Friday, July 11, 2014

Just Let Go

"Let go."

Uriel's repeated words echoed in my head. It was not like a chant but the moment my mind started to draw away from the topic his words smoothly cut through any distracting thoughts. Just like all our previous meetings, it is always the same message: "You have to let go."

Music is not the method for me. His last attempt did conclude with me relaxing more but no where to the depth that he wants me to be.

To absolutly let go and to lose myself is a huge obstacle that I can not seem to climb over. I'm standing at the line where if I step over there would a flood gate of opportunities and abilities that I would have access to. I can feel the knowledge that hovers behind the line but it's the line that I can not cross no matter how much I try to force myself. I have to be in control; despite how easy going I can be with other people when it comes to myself I will not allow anything to move me only if I wish it. If there's something I want to do, I will do it: I make the decisions when it's about me.

I'm scared.

Every time I come to this topic I can feel the desire to move from this spot and push forward, however, I'm scared to make the drop. The rare moments I begin slip away from my control there is a sudden realization that I am doing so and I snap back in a tight grip. My heart is always racing and I can feel the fear.

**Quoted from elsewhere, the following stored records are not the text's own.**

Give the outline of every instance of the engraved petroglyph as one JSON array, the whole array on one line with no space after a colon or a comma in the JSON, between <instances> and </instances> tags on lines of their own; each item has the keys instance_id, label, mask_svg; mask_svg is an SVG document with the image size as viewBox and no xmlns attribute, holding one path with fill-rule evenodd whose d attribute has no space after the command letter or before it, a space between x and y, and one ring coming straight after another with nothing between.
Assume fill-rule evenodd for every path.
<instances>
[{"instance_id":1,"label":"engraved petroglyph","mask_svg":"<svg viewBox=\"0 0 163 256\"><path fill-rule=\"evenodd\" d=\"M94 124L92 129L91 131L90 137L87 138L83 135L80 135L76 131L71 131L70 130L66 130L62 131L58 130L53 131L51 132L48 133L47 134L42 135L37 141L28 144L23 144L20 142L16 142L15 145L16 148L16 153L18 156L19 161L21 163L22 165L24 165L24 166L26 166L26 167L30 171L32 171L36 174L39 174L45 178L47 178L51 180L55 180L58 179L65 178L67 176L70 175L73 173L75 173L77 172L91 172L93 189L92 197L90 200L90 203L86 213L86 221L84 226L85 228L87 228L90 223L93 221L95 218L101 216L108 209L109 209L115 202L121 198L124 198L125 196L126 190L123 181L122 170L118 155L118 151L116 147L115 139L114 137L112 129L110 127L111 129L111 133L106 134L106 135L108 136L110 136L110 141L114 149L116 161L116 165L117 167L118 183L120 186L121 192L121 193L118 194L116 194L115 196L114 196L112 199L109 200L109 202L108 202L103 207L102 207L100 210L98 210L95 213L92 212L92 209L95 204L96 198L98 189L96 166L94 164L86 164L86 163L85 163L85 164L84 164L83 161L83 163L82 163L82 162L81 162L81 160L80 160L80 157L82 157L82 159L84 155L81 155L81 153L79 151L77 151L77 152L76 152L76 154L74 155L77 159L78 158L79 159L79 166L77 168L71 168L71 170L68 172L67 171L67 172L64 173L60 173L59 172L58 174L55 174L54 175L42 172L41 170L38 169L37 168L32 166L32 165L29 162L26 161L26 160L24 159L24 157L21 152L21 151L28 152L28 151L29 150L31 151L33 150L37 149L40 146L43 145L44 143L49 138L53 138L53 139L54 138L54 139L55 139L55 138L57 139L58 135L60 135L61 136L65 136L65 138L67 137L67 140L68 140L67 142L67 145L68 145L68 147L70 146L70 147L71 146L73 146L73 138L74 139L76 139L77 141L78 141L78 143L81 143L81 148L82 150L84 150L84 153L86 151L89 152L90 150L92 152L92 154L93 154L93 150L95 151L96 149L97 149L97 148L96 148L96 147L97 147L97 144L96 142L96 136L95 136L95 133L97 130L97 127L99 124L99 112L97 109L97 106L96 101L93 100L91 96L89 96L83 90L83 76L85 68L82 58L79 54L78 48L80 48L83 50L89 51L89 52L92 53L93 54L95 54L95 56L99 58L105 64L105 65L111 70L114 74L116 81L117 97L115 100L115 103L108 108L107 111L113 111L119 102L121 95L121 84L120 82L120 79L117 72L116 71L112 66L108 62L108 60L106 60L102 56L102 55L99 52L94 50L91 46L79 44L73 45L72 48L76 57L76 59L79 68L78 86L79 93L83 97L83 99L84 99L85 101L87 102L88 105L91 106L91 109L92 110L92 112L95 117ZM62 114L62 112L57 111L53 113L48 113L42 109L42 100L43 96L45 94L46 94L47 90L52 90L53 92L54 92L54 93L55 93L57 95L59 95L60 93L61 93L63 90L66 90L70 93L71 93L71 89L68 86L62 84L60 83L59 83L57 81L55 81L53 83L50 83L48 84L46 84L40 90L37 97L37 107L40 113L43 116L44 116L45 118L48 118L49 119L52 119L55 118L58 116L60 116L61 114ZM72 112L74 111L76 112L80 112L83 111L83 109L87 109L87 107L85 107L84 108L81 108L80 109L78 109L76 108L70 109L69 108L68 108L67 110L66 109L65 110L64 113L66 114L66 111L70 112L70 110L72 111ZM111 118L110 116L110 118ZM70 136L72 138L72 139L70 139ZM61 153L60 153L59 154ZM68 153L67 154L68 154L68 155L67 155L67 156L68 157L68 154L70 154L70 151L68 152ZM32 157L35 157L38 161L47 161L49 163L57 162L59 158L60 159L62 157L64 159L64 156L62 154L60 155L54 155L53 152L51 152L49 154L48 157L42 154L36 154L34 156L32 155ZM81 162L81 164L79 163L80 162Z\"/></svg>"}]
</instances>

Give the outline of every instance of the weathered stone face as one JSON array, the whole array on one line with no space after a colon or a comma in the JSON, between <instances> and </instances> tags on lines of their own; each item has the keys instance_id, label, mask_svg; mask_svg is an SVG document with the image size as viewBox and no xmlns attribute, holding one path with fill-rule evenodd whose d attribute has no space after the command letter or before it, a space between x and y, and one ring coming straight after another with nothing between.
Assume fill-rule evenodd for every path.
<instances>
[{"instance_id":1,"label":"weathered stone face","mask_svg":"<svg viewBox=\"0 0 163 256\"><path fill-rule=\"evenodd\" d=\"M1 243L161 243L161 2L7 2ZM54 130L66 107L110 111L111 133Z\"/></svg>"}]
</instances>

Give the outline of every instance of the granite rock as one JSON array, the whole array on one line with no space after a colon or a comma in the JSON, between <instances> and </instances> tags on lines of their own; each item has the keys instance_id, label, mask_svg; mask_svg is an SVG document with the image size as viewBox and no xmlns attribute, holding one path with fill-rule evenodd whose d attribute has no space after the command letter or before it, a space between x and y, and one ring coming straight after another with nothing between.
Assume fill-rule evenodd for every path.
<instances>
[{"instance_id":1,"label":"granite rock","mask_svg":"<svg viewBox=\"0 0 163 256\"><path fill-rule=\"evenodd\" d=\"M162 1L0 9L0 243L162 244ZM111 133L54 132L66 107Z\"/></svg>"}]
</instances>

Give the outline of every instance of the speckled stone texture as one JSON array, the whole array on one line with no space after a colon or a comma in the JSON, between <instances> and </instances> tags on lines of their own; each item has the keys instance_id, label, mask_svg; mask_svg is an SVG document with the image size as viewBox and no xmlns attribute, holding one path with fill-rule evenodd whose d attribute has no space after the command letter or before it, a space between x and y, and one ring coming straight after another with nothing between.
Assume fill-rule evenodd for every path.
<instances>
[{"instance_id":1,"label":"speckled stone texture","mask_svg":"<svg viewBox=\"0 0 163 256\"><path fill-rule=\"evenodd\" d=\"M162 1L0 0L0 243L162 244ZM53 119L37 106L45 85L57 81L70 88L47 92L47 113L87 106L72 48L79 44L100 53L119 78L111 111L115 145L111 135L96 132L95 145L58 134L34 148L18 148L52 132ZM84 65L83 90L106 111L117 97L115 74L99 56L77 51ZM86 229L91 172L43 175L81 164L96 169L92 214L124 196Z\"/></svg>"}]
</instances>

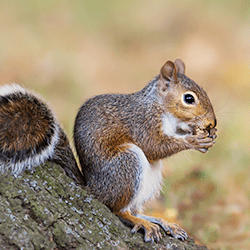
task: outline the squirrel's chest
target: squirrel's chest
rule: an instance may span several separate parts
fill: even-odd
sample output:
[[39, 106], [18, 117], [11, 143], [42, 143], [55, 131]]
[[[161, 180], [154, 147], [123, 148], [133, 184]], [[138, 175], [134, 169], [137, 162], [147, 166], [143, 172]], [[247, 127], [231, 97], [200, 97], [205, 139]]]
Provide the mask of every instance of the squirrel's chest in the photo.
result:
[[138, 188], [133, 199], [124, 210], [141, 210], [144, 202], [160, 193], [162, 183], [162, 162], [150, 164], [143, 151], [136, 145], [130, 148], [137, 155], [139, 161], [137, 177]]

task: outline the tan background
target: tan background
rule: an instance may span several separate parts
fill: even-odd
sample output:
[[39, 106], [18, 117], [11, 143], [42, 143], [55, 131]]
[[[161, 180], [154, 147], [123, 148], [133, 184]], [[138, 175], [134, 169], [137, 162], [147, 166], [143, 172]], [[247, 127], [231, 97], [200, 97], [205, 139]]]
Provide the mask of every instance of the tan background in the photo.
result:
[[210, 96], [219, 137], [206, 155], [165, 161], [147, 211], [213, 249], [250, 249], [249, 1], [0, 1], [0, 83], [39, 92], [70, 137], [87, 98], [137, 91], [177, 57]]

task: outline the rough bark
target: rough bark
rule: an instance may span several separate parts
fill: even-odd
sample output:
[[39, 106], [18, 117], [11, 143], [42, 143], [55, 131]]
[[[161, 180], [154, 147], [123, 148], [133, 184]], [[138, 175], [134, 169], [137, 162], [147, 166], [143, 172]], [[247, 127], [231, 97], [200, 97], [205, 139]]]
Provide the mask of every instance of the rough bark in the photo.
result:
[[167, 235], [144, 243], [130, 230], [56, 164], [0, 176], [0, 249], [207, 249]]

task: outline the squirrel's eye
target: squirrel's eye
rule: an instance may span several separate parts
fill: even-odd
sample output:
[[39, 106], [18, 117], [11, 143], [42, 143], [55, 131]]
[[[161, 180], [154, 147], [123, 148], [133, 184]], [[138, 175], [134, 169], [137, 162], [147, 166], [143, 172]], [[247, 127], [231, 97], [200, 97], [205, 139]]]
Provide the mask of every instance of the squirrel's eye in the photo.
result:
[[184, 102], [186, 104], [194, 104], [195, 103], [195, 98], [192, 94], [188, 93], [183, 96]]

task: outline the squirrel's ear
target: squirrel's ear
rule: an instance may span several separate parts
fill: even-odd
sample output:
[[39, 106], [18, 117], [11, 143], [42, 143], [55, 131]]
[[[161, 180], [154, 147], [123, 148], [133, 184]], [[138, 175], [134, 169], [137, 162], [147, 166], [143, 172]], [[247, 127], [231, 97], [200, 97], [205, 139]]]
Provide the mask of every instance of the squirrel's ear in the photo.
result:
[[177, 69], [177, 73], [185, 74], [185, 63], [181, 59], [175, 59], [174, 65]]
[[167, 61], [162, 67], [160, 71], [160, 78], [166, 79], [168, 81], [177, 81], [177, 71], [175, 64], [171, 61]]

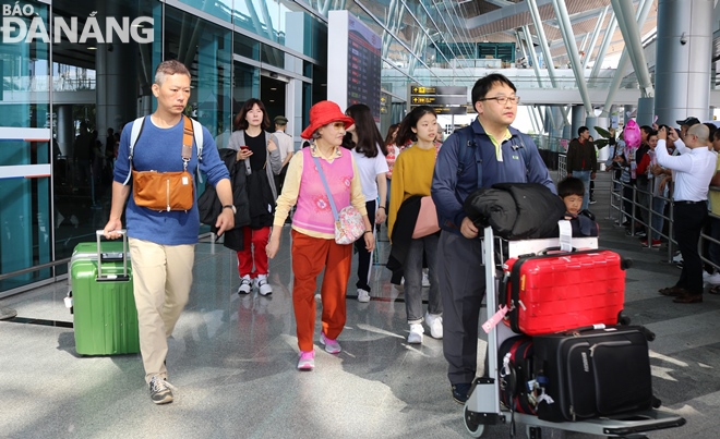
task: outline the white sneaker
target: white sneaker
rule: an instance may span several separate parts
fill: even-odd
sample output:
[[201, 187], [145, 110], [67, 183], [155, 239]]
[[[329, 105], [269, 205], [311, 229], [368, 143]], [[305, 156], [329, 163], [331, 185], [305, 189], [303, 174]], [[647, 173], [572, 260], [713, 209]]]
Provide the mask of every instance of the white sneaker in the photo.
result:
[[443, 338], [443, 316], [440, 314], [425, 313], [425, 324], [430, 327], [430, 334], [433, 339]]
[[245, 275], [240, 278], [238, 294], [250, 294], [250, 291], [252, 291], [252, 280], [250, 280], [250, 275]]
[[257, 275], [255, 286], [257, 286], [260, 295], [273, 294], [273, 286], [267, 282], [267, 275]]
[[370, 293], [365, 290], [358, 289], [358, 302], [368, 303], [370, 302]]
[[422, 343], [422, 334], [425, 333], [425, 330], [422, 329], [421, 324], [410, 325], [410, 334], [408, 336], [408, 343], [420, 344]]
[[422, 272], [422, 288], [429, 288], [430, 286], [430, 279], [428, 279], [428, 272], [423, 271]]
[[705, 283], [709, 283], [711, 285], [720, 285], [720, 272], [716, 272], [715, 275], [708, 275], [708, 277], [705, 277], [706, 271], [703, 271], [703, 281]]

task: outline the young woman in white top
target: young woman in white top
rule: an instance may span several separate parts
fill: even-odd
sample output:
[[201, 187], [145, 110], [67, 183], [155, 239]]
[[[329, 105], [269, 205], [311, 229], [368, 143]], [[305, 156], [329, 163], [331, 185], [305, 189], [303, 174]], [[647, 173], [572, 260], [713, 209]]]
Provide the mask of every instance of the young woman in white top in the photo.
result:
[[[385, 160], [387, 149], [370, 107], [357, 103], [350, 106], [345, 113], [355, 120], [355, 124], [348, 127], [343, 146], [352, 151], [358, 166], [370, 223], [381, 224], [387, 217], [387, 161]], [[356, 242], [356, 249], [359, 259], [356, 283], [358, 302], [367, 303], [370, 302], [372, 252], [365, 249], [361, 240]]]

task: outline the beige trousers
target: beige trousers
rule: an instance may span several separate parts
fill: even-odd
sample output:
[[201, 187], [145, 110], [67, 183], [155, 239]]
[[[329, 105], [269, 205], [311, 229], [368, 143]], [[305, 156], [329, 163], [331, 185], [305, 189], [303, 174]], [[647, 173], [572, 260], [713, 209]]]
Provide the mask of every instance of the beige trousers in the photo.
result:
[[130, 237], [133, 294], [145, 381], [167, 378], [168, 337], [188, 303], [195, 245], [161, 245]]

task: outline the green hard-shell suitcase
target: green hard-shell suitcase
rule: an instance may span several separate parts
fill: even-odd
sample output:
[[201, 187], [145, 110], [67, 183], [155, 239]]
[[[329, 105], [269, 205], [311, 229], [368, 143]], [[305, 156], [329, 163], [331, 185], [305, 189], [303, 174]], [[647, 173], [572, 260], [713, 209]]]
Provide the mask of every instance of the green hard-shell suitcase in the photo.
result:
[[[140, 352], [137, 309], [128, 264], [128, 237], [75, 246], [68, 272], [74, 315], [75, 350], [81, 355]], [[98, 260], [101, 264], [98, 265]]]

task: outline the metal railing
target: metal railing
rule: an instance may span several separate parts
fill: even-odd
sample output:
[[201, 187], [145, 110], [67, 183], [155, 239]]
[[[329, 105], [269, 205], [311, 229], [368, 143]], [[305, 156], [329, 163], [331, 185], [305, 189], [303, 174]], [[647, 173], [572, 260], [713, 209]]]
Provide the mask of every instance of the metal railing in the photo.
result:
[[[655, 187], [655, 179], [648, 180], [648, 187]], [[720, 187], [710, 186], [711, 192], [720, 192]], [[645, 196], [645, 200], [650, 200], [648, 206], [645, 203], [641, 203], [640, 196]], [[655, 202], [662, 200], [662, 209], [656, 210]], [[668, 215], [664, 214], [664, 208], [668, 208]], [[629, 208], [629, 210], [628, 210]], [[615, 178], [612, 179], [612, 184], [610, 187], [610, 207], [608, 209], [608, 218], [613, 219], [613, 211], [619, 214], [617, 224], [622, 227], [624, 224], [623, 219], [626, 219], [629, 222], [629, 232], [631, 235], [635, 235], [637, 225], [645, 227], [646, 236], [647, 236], [647, 246], [648, 248], [652, 247], [652, 236], [658, 235], [662, 239], [665, 239], [668, 242], [668, 257], [667, 263], [672, 263], [674, 248], [677, 246], [677, 241], [674, 239], [674, 229], [675, 229], [675, 202], [672, 197], [658, 196], [653, 195], [652, 191], [646, 191], [637, 187], [634, 184], [622, 182]], [[662, 217], [663, 225], [656, 228], [652, 225], [653, 217]], [[720, 220], [720, 216], [717, 216], [712, 212], [708, 212], [709, 218]], [[668, 223], [668, 233], [664, 233], [664, 221]], [[700, 232], [700, 240], [698, 242], [698, 251], [700, 253], [700, 258], [705, 264], [712, 266], [716, 270], [720, 271], [720, 261], [712, 261], [709, 258], [704, 256], [703, 248], [707, 245], [716, 244], [720, 245], [720, 241], [713, 239], [711, 235], [706, 233], [706, 230]]]

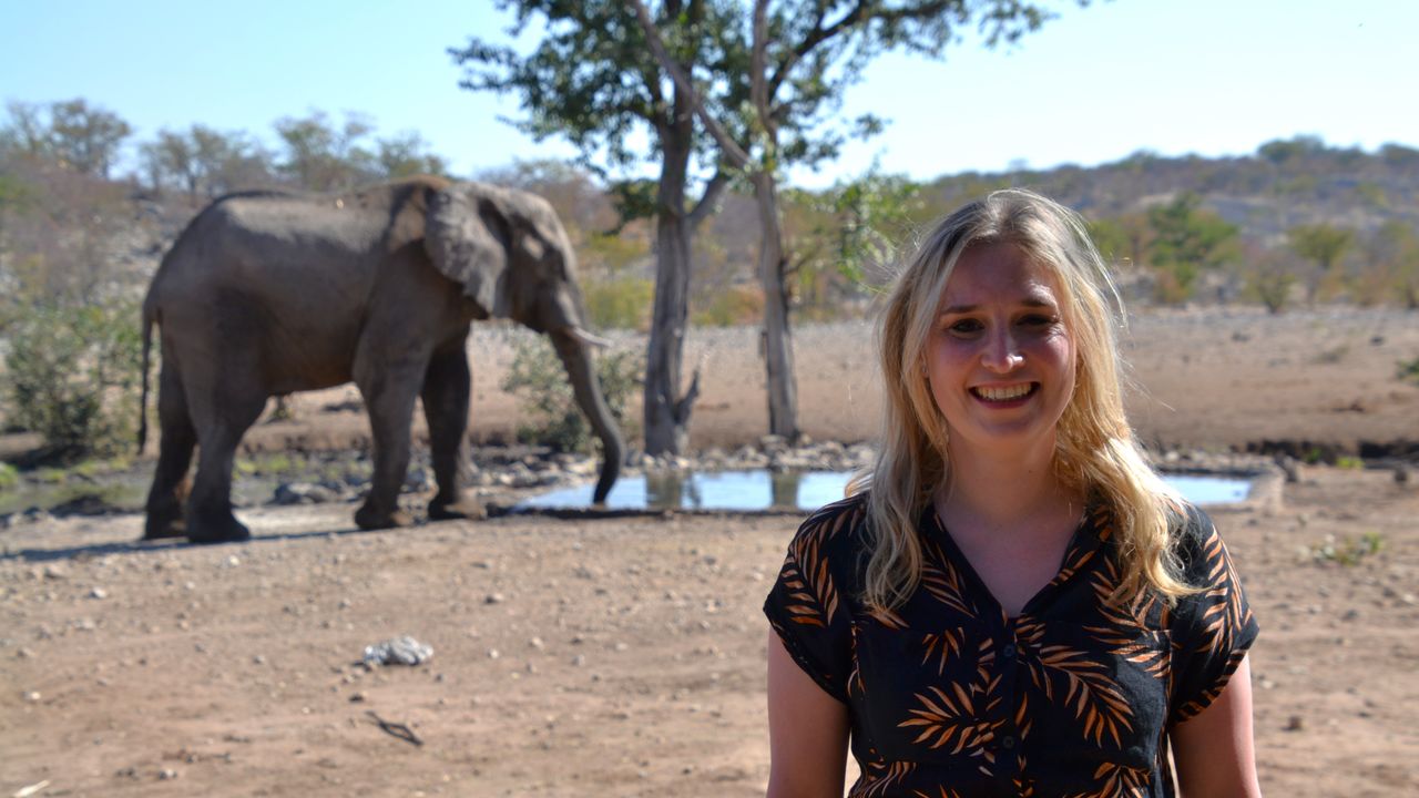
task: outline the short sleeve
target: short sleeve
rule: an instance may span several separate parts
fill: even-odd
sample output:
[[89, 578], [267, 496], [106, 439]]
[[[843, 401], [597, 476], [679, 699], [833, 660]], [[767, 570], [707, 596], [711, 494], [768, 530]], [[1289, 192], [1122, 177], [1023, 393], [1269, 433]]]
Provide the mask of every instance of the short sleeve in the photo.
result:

Why? Why is it so hard to do something that everyone seems to grasp so easily?

"The world won't shatter if you let go."

But it will. There's a sudden realization of why I am so afraid to just let go. It's because I am afraid of the truth that I may find. That truth could shatter my entire world that I've come to terms with the last two years.

The words just pour out of my mouth, "I am afraid. I am afraid that everything I know, everything I learned and felt these past two years are not real. Not that these entities are noy real, I have no doubt with that truth. I am afraid that these relationships that I've re-created with my family is fake. I'm afraid that this person that I've apparently loved throughout my lives just created this elaborate storyline and fed me all these lies in order to entertain himself. And I'm hating myself for doubting him like this. I have hard proof from when he's channeled, my friends assuring with a level of amazement of how much he cares, these memories, all the days and nights where I call for his comfort and never hesitates to give it. But there is that what if.

I'm terrified that all this is lie."

I can feel as these words escape my mouth, Taran's entire body language changing beside me. I can feel the sudden surprise but also that he's taking in every single word I say, processing it. I know what I say hurts him, to have this doubt in him when he clearly does not a single strand of doubt in me. At the same time, he seems to understand and mules over the information I've given.

I just want to step off the edge, I do want to let go but the fear is holding me back.

"It's all right to let go. I will always be here to catch you." Despite my hurtful doubts, he still is here unwavering. How can he be this strong and unafraid?

I stare at the edge, the line, the wall. Please, I beg in my mind to whoever is listening, Don't let my world shatter.